|








xywang@gmu.edu
|
Tutorial
Bioinformatics and Constraints
Rolf Backofen (1) and David Gilbert (2)
(1) Ludwig-Maximillians University, Munich, Germany:
backofen@informatik.uni-muenchen.de
(2) City University, London, UK: drg@cs.city.ac.uk
ABSTRACT
Bioinformatics is an exciting and rapidly developing field, and focuses
on solving problems arising from biology using methodology from computer
science. This tutorial introduces this topic for computer scientists, and
highlights those areas which we believe to be suitable for the application
of constraint solving techniques. The tutorial covers the following:
- Biological background: sequence, structure, function.
- Review of problem areas, including: genome and physical map & physical
map, transcription, expression, properties of DNA language, alignment
(sequence, structure), protein docking, ligand binding, metabolic
pathways, protein design, structure prediction, models of evolution.
- Computational techniques: representation & visualisation of biological
knowledge, database design for biological resources, data mining,
pattern searching & discovery, phylogenetic trees, clustering.
OUTLINE
- Introduction
- Definition of bioinformatics -- solving problems arising from biology
using methodology from computer science.
- The elicitation of DNA sequences from genetic material,
their annotation, the control of gene expression (transcription of
proteins from DNA), the relationship between the amino acid sequence of
proteins and their structure.
- The importance of data: bio-databases (sequence, structure,
expression, biochemical networks), and the design & implementation
of algorithms to exploiting the nature of the data.
- Biological background:
- Genes / DNA; proteins: coding via DNA, expression,
mutual interaction, structure & function; metabolic pathways and
regulatory networks.
- The Central Dogma: the sequence of amino acids making up a protein,
and hence its (folded state) structure and thus its function proteins
is determined by transcription from DNA via RNA.

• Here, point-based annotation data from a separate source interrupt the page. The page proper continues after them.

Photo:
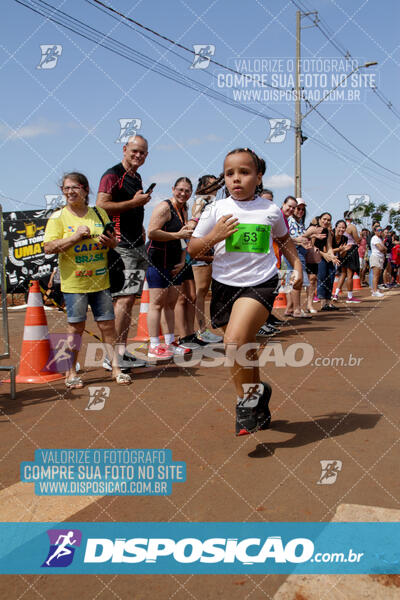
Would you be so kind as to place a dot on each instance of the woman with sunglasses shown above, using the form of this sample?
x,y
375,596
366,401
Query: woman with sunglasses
x,y
297,232
76,234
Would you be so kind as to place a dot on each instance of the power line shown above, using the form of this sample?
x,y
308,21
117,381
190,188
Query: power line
x,y
94,35
351,143
346,54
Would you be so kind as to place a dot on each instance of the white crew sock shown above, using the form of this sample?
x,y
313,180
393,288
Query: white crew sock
x,y
251,394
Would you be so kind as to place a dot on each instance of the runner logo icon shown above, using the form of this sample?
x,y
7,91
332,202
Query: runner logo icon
x,y
62,547
329,471
50,55
202,55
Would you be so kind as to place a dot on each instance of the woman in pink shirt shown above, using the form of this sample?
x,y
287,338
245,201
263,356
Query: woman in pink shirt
x,y
362,248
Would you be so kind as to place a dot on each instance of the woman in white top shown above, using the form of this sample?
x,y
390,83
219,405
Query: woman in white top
x,y
377,259
206,191
245,277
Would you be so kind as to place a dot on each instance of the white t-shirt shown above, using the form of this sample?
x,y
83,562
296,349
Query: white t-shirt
x,y
232,266
374,250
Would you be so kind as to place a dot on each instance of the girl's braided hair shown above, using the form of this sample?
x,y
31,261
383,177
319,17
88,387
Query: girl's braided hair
x,y
259,163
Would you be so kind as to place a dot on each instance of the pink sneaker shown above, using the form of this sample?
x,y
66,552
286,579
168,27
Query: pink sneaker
x,y
179,350
161,351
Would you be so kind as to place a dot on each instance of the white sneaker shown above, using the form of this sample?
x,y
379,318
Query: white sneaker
x,y
179,349
209,337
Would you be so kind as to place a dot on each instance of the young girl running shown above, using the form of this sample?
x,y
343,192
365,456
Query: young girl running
x,y
241,229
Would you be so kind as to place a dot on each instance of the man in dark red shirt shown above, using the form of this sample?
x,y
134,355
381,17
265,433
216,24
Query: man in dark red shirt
x,y
121,195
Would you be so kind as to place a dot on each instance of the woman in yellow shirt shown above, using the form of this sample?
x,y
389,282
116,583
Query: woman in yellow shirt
x,y
75,233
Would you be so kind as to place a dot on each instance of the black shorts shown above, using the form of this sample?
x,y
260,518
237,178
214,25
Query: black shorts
x,y
223,297
187,272
352,260
312,268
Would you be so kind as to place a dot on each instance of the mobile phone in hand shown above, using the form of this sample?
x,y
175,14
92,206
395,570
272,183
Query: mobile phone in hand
x,y
109,228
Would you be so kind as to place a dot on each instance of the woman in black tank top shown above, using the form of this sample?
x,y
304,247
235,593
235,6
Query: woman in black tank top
x,y
327,266
167,249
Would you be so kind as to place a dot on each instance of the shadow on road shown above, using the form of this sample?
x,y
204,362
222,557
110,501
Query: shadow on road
x,y
309,432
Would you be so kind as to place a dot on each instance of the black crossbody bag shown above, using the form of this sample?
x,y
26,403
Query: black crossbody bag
x,y
115,265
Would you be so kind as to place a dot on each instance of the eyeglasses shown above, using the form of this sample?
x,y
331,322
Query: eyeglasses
x,y
72,188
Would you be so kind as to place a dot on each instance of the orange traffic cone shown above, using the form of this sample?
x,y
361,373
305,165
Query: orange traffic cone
x,y
280,301
356,282
335,284
142,334
36,343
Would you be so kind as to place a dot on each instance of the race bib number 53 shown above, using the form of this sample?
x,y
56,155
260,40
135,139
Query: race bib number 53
x,y
250,237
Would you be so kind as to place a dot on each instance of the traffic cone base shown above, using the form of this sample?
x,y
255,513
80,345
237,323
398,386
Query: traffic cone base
x,y
280,301
356,282
35,350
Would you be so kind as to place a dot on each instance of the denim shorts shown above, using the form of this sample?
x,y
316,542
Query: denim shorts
x,y
135,263
100,302
162,278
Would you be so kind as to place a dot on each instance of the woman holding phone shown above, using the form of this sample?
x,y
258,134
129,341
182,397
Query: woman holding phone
x,y
78,236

- Holy grails: development of computational methods to determine
relationship between (protein) amino-acid sequence and structure and
function.
- Classification of current problem areas in Bioinformatics
- Central Dogma related: sequence, structure, function
- Data related: storage, retrieval, analysis and abstraction. Data mining,
database design, representation/ visualisation of biological knowledge.
- Simulation of biological processes: protein folding (molecular dynamics),
composition of viruses, metabolic pathways
- Details of current problem areas
- Comparison and alignment of sequences or structures, in order to determine
homology (evolutionary relationships). String matching, graph comparison,
mixtures of both.
- Search and pattern discovery in genome, protein, expression and
metabolic/regulatory databases. (large databases, noisy data).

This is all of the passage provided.